The basic rules you should always be careful to follow are:

Always keep your work neat. You will often have to locate a particular point or component in the circuit, to make a measurement or try a component of a different value. It's much easier to do this if your work is neat and easy to trace.
Keep your component leads short. Component leads are uninsulated. If you keep them long, you'll have them continually bumping into each other and causing short circuits in your experiments. In addition, long leads tend to get messy and make it hard for you to check your assembled circuit.
Use different colors of jumpers for different kinds of functions. The insulation on hookup wire comes in many different colors.
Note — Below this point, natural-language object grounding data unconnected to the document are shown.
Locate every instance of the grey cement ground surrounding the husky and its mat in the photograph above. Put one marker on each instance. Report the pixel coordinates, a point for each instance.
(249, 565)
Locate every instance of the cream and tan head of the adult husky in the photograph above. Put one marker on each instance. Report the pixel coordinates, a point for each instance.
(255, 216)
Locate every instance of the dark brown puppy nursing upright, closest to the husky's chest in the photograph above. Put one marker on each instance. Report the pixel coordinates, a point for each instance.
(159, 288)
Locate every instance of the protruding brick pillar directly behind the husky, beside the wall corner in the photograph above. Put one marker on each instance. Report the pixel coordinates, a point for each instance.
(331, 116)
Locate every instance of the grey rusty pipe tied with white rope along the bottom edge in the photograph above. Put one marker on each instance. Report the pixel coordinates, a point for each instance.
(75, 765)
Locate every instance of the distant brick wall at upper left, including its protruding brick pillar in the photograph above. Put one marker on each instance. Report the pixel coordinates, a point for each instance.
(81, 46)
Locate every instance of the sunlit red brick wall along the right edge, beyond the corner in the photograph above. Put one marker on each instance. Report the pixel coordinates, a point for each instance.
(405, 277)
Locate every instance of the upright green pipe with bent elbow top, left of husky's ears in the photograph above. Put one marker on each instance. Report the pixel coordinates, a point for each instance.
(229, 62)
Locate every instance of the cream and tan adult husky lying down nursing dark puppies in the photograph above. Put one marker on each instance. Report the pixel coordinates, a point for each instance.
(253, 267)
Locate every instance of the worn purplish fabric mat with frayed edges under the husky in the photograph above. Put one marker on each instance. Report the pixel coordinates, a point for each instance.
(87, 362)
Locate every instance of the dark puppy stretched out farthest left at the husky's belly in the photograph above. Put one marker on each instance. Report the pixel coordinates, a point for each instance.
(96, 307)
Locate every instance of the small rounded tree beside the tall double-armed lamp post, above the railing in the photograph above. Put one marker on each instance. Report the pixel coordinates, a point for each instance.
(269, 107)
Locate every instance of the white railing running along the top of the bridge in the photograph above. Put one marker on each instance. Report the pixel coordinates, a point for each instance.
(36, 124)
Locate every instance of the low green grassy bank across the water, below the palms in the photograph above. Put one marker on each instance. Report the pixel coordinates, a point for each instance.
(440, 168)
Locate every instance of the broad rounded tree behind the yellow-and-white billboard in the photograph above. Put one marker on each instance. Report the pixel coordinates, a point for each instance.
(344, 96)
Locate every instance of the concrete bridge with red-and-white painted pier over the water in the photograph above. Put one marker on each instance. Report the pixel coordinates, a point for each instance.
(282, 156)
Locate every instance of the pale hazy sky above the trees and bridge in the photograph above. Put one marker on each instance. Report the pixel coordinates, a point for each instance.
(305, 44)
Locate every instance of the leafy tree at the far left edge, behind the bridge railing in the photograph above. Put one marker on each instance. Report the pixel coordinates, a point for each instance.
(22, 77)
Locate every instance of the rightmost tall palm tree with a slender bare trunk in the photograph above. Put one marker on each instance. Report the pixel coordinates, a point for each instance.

It is typical to use red wire for connections to +5 volts and black wire for connections to ground. Beyond that, the choice is up to you. In a digital circuit, you might want to use (for example) green wire for the system clock. That way, you can find and check all of your clock connections quickly and easily.
Avoid both overcrowding and excessive spacing. A circuit that will remain in place over a series of experiments (such as a set if LEDs as logic state indicators) should be built compactly so as to take up as little room on the breadboard socket as possible. But the experimental circuit itself should be constructed to allow easy access to components and test points. On the other hand, if you spread things out too much, you might not have enough room for all of the required experimental components.
Never force components into the breadboard socket contacts. This is especially important with multi-pin ICs, such as 14-pin and 16-pin dual-in-line packages (DIPs), but also applies to individual component leads. IC pins can easily fold up underneath the package so you can't even see that it isn't making contact. If it resists insertion, pull it back out and try again. As you gain practice, you'll find a workable technique. As for individual component leads, it may help to use diagonal cutters to shorten the leads a bit. This will also cut a wedge-shaped point onto the new end of the lead, which will be easier to insert.

Bending resistor leads to fit a breadboard socket.

Never bend a component lead at the body of the component. See the figure to the right. These are two ¼-watt resistors with their leads bent to fit snugly on a breadboard socket. The resistor on top has its leads separated by ½ inch, or 0.5". The lower resistor is shaped to space its leads 0.3" apart. Both distances are very practical for use on breadboard sockets. Beware the temptation to just bend the leads at the resistor body to get 0.3" separation. The body of a ¼-watt resistor is just the right size to suggest this. However, if you bend a component lead right at the component body, you run the risk of damaging the component or even tearing the lead completely off. Play it safe and do a little extra shaping, if necessary, to get your components to fit snugly.

Leave at least ¼" of lead length available to plug into the breadboard socket itself. A length of ¼" will allow the component to fit snugly against the breadboard socket. If you need the component to sit up off the breadboard socket, leave at least ½" to ¾" to help hold the component up. Typically, you'll want semipermanent assemblies to be small and neat, with components settled down. The actual experimental circuitry might call for components to be raised up a bit for easier grasping and replacement.

If you always handle your experimental components gently and with respect, they will last a long time and provide excellent service. It is never too early to learn proper care for your tools and parts.